The detection of P53mRNA and proteins in piglets. (A) The relative expression levels of P53 mRNA in the different tissues from P53 mutant and WT piglets. (B) P53 protein expression in lung and liver. (C) Quantification of P53 protein expression in different organs in WT and P53 mutant pigs. β-actin was used as an internal control. (D) The intracellular localization of P53 was analyzed using fluorescence microscopy.
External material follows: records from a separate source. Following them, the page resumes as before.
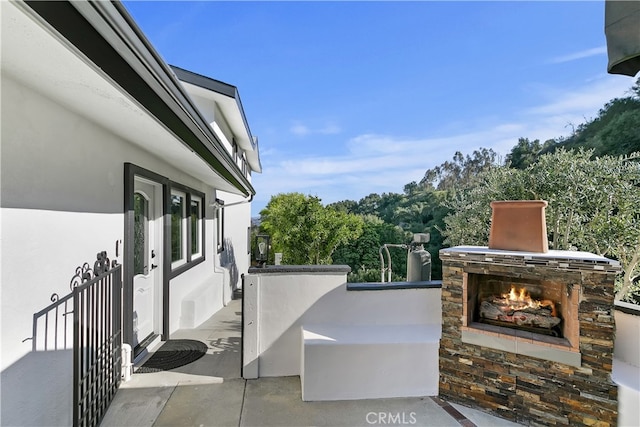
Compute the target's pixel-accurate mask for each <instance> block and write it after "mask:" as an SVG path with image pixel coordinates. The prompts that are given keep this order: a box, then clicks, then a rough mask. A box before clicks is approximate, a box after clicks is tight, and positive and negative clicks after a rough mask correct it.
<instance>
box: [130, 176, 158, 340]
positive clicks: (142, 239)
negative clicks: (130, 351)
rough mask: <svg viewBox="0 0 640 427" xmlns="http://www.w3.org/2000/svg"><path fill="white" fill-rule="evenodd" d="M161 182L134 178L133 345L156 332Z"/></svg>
mask: <svg viewBox="0 0 640 427" xmlns="http://www.w3.org/2000/svg"><path fill="white" fill-rule="evenodd" d="M161 189H162V186H161V185H160V184H156V183H153V182H150V181H146V180H142V179H138V178H136V179H135V186H134V195H133V210H134V227H133V274H134V276H133V345H134V347H135V346H138V345H139V344H140V343H142V342H143V341H144V340H145V339H146V338H148V337H149V336H152V335H154V334H159V333H160V325H161V307H162V305H161V289H162V288H161V283H162V277H161V276H162V269H161V268H159V267H160V265H161V258H162V250H161V247H162V246H161V242H162V235H161V234H162V226H161V222H162V206H161V204H160V200H162V197H161V196H162V192H161Z"/></svg>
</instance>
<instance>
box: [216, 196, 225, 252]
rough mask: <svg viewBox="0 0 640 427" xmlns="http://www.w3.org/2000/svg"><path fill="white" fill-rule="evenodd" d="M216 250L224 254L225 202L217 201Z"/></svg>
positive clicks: (216, 215)
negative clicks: (224, 208)
mask: <svg viewBox="0 0 640 427" xmlns="http://www.w3.org/2000/svg"><path fill="white" fill-rule="evenodd" d="M216 205H217V208H216V239H217V240H216V249H217V251H218V253H222V252H224V200H221V199H216Z"/></svg>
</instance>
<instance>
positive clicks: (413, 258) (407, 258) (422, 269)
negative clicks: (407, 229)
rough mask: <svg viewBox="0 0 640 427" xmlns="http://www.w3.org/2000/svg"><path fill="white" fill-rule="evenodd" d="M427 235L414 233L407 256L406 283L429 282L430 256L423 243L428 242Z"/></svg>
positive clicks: (427, 238)
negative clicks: (406, 282) (425, 248)
mask: <svg viewBox="0 0 640 427" xmlns="http://www.w3.org/2000/svg"><path fill="white" fill-rule="evenodd" d="M429 238H430V236H429V234H428V233H416V234H414V235H413V242H412V244H411V247H410V248H409V252H408V254H407V282H422V281H426V280H431V254H430V253H429V251H427V250H425V249H424V246H422V244H423V243H428V242H429Z"/></svg>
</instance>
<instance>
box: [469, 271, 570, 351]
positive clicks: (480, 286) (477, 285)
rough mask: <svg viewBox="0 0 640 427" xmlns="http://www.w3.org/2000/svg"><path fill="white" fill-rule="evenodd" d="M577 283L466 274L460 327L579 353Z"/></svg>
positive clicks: (504, 276) (489, 334)
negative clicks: (578, 344) (461, 326)
mask: <svg viewBox="0 0 640 427" xmlns="http://www.w3.org/2000/svg"><path fill="white" fill-rule="evenodd" d="M579 294H580V284H579V283H574V282H571V281H569V282H563V281H562V280H560V279H558V278H555V279H553V280H540V279H534V278H523V277H510V276H505V275H495V274H478V273H465V275H464V277H463V301H464V304H463V324H462V325H463V327H464V329H465V330H466V331H473V330H474V329H475V330H477V331H478V332H479V333H481V334H483V335H490V334H491V333H494V334H497V336H498V337H503V338H505V337H509V338H505V339H511V340H517V339H518V338H524V337H526V339H527V341H528V340H531V342H532V343H534V342H540V343H541V345H543V346H548V347H551V345H554V346H555V347H556V348H560V349H569V350H571V351H574V352H578V351H579V350H578V342H579V326H578V323H579V322H578V303H579Z"/></svg>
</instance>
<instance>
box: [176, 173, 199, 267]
mask: <svg viewBox="0 0 640 427" xmlns="http://www.w3.org/2000/svg"><path fill="white" fill-rule="evenodd" d="M169 213H170V215H171V274H172V276H174V277H175V276H176V275H178V274H180V273H182V272H183V271H185V270H187V269H189V268H191V267H192V266H194V265H195V264H198V263H199V262H201V261H204V244H203V242H204V194H203V193H200V192H199V191H196V190H192V189H191V188H189V187H185V186H183V185H180V184H177V183H174V182H172V183H171V198H170V200H169Z"/></svg>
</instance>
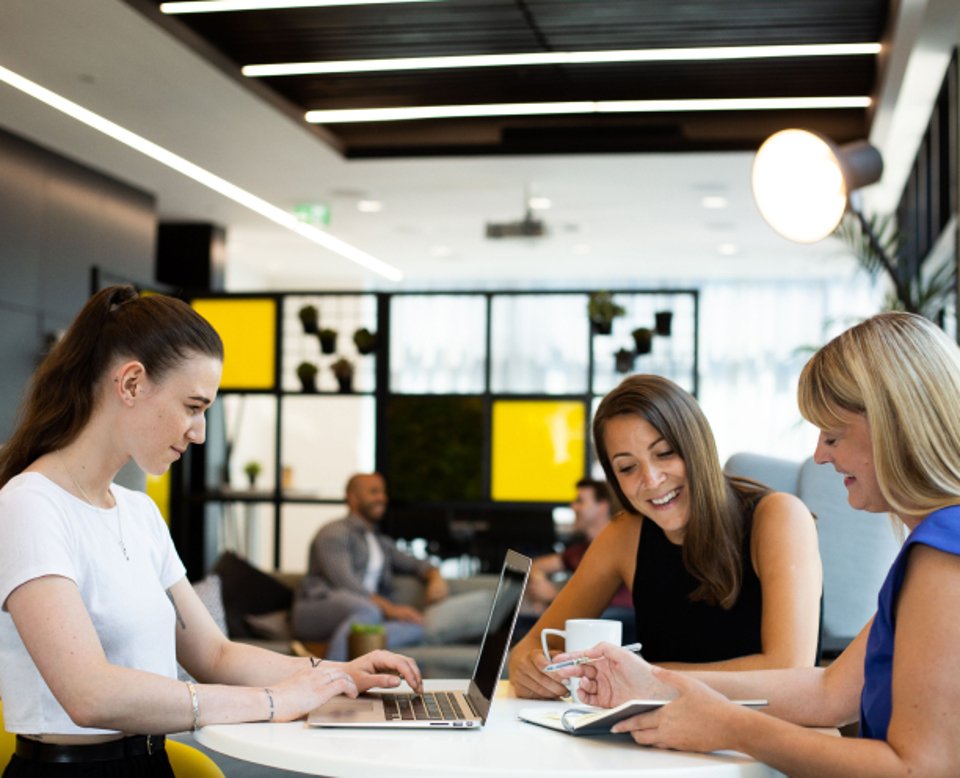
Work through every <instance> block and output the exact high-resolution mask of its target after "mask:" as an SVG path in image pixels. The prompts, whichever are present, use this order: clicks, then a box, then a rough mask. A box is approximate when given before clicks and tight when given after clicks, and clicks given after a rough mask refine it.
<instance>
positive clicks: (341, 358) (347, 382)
mask: <svg viewBox="0 0 960 778" xmlns="http://www.w3.org/2000/svg"><path fill="white" fill-rule="evenodd" d="M330 369H331V370H332V371H333V374H334V375H335V376H336V377H337V383H338V384H339V385H340V392H341V393H342V394H348V393H350V392H352V391H353V362H351V361H350V360H349V359H345V358H344V357H340V358H339V359H338V360H336V361H334V362H333V363H332V364H331V365H330Z"/></svg>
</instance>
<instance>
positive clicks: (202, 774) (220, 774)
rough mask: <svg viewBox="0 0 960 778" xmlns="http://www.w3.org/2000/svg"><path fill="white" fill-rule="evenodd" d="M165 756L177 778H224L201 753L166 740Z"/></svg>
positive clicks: (194, 749) (168, 738)
mask: <svg viewBox="0 0 960 778" xmlns="http://www.w3.org/2000/svg"><path fill="white" fill-rule="evenodd" d="M167 756H168V757H170V766H171V767H172V768H173V774H174V775H176V776H177V778H225V776H224V774H223V771H222V770H221V769H220V768H219V767H217V763H216V762H214V761H213V760H212V759H211V758H210V757H209V756H207V755H206V754H205V753H203V751H199V750H198V749H196V748H193V746H188V745H187V744H186V743H181V742H180V741H179V740H170V739H169V738H168V739H167Z"/></svg>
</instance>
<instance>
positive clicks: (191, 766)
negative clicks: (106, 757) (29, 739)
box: [0, 700, 225, 778]
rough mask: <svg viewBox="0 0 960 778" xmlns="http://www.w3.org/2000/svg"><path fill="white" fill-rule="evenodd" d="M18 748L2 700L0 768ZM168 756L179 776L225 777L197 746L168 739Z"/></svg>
mask: <svg viewBox="0 0 960 778" xmlns="http://www.w3.org/2000/svg"><path fill="white" fill-rule="evenodd" d="M15 750H16V736H15V735H14V734H13V733H12V732H7V730H6V729H4V727H3V701H2V700H0V770H2V769H3V768H4V767H6V766H7V763H8V762H9V761H10V757H12V756H13V752H14V751H15ZM167 756H168V757H169V758H170V766H171V767H173V772H174V774H175V775H176V776H177V778H225V776H224V774H223V771H222V770H221V769H220V768H219V767H217V763H216V762H214V761H213V760H212V759H211V758H210V757H209V756H207V755H206V754H204V753H203V752H201V751H198V750H197V749H196V748H192V747H191V746H188V745H186V744H185V743H179V742H177V741H176V740H167Z"/></svg>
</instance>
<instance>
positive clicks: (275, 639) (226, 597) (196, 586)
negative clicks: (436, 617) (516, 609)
mask: <svg viewBox="0 0 960 778" xmlns="http://www.w3.org/2000/svg"><path fill="white" fill-rule="evenodd" d="M301 578H302V574H297V573H282V572H279V573H271V574H267V573H264V572H263V571H260V570H257V569H256V568H254V567H252V566H251V565H249V564H248V563H247V562H246V561H245V560H242V559H240V558H239V557H236V556H235V555H232V554H224V555H223V556H221V558H220V560H218V562H217V564H216V565H215V566H214V568H213V570H212V571H211V575H209V576H208V577H207V578H205V579H204V580H203V581H200V582H198V583H196V584H194V588H195V589H196V590H197V593H198V594H199V595H200V597H201V599H202V600H203V601H204V604H205V605H206V606H207V608H208V610H210V612H211V614H212V615H213V616H214V619H215V620H216V621H217V622H218V623H219V624H220V626H221V628H222V629H224V631H225V632H226V634H228V635H229V636H230V638H231V639H234V640H240V641H243V642H247V643H253V644H255V645H260V646H263V647H264V648H269V649H271V650H274V651H279V652H281V653H299V652H302V651H304V650H305V649H306V650H307V651H310V650H312V649H316V648H318V647H317V646H312V645H310V644H302V643H298V642H297V641H295V640H294V639H293V638H294V636H293V635H292V634H291V632H290V613H289V611H290V606H291V604H292V599H293V593H294V592H295V591H296V589H297V586H298V585H299V583H300V579H301ZM497 580H498V577H497V576H496V575H490V574H482V575H474V576H470V577H467V578H451V579H448V580H447V583H448V585H449V588H450V596H451V598H452V597H454V596H456V595H470V594H474V595H476V596H473V597H468V598H466V600H465V601H464V600H461V601H459V602H458V603H456V605H458V606H464V605H465V604H466V606H469V607H470V608H472V612H471V613H469V614H459V615H458V617H457V621H458V623H459V628H458V629H457V630H455V631H451V632H448V634H450V635H451V636H454V635H457V636H454V637H451V638H450V639H448V640H445V641H443V642H440V641H441V640H443V634H444V631H445V630H443V629H440V630H434V631H433V632H434V634H436V635H438V638H437V640H435V641H434V642H433V643H432V644H424V645H418V646H404V647H403V648H402V649H399V650H402V652H403V653H404V654H407V655H409V656H411V657H413V658H414V659H415V660H416V661H417V664H418V665H419V666H420V668H421V670H422V672H423V674H424V677H426V678H466V677H469V676H470V674H471V673H472V671H473V665H474V663H475V661H476V657H477V653H478V651H479V648H480V636H481V634H482V632H483V628H484V626H485V625H486V619H487V615H488V612H489V603H490V601H491V600H492V597H493V592H494V590H495V589H496V585H497ZM393 584H394V595H395V597H394V599H395V600H396V601H397V602H401V603H404V604H408V605H413V606H416V607H417V608H420V609H423V607H424V605H425V602H424V587H423V584H422V583H421V582H420V581H419V580H418V579H417V578H415V577H413V576H406V575H399V576H395V577H394V581H393ZM453 605H454V604H453V603H451V604H450V606H451V607H453ZM428 629H429V627H428ZM459 635H462V637H461V636H459Z"/></svg>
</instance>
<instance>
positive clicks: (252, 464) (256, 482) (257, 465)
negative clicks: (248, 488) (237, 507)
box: [243, 460, 263, 489]
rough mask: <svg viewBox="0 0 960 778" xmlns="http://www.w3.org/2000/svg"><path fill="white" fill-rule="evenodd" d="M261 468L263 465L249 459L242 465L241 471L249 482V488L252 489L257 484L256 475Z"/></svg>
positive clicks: (259, 471) (253, 460)
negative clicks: (241, 470) (242, 470)
mask: <svg viewBox="0 0 960 778" xmlns="http://www.w3.org/2000/svg"><path fill="white" fill-rule="evenodd" d="M262 470H263V467H262V466H261V464H260V463H259V462H257V461H256V460H251V461H249V462H247V464H245V465H244V466H243V472H244V473H246V474H247V480H248V481H249V482H250V488H251V489H254V488H255V487H256V485H257V476H258V475H260V472H261V471H262Z"/></svg>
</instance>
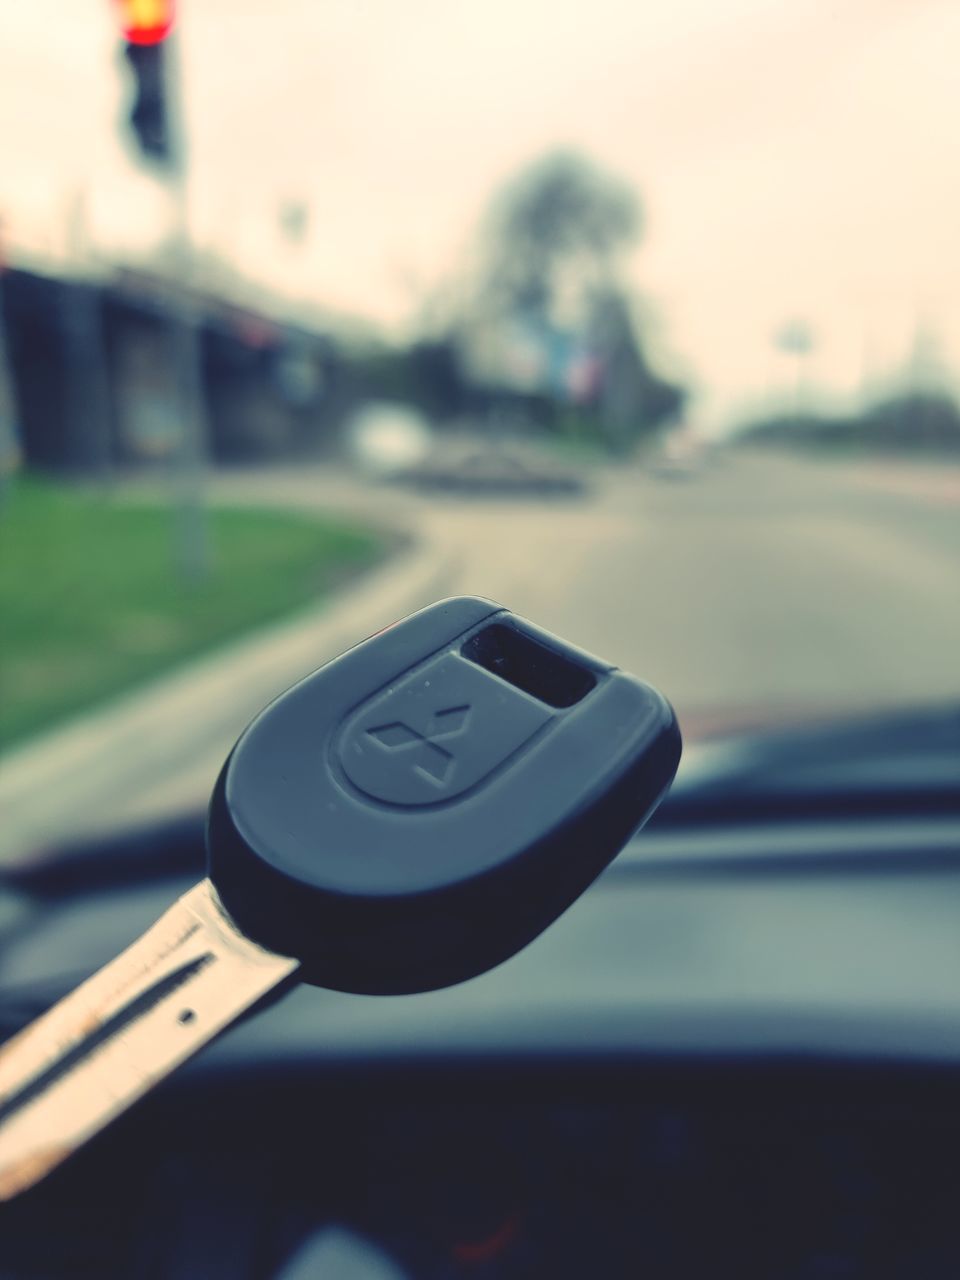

The livers and lungs from P53 mutant piglets and WT piglets were stained with DAPI (blue) and an anti-P53 antibody (red). (E) The fibroblast cells were treated with DOX and DMSO and protein expression levels were examined by western blotting. (F) Quantification of P53 protein expression in different organs in fibroblast cells treated with DOX and DMSO. β-actin was used as an internal control. (G) The intracellular localization of P53 was analyzed using fluorescence microscopy. The fibroblast cells from P53 mutant piglets and WT piglets were treated with DOX for 24 h and stained with Hoechst 33,342 (blue) and an anti-P53 antibody (red). (H) Lung samples from a P53 mutant and a WT piglet after autopsy.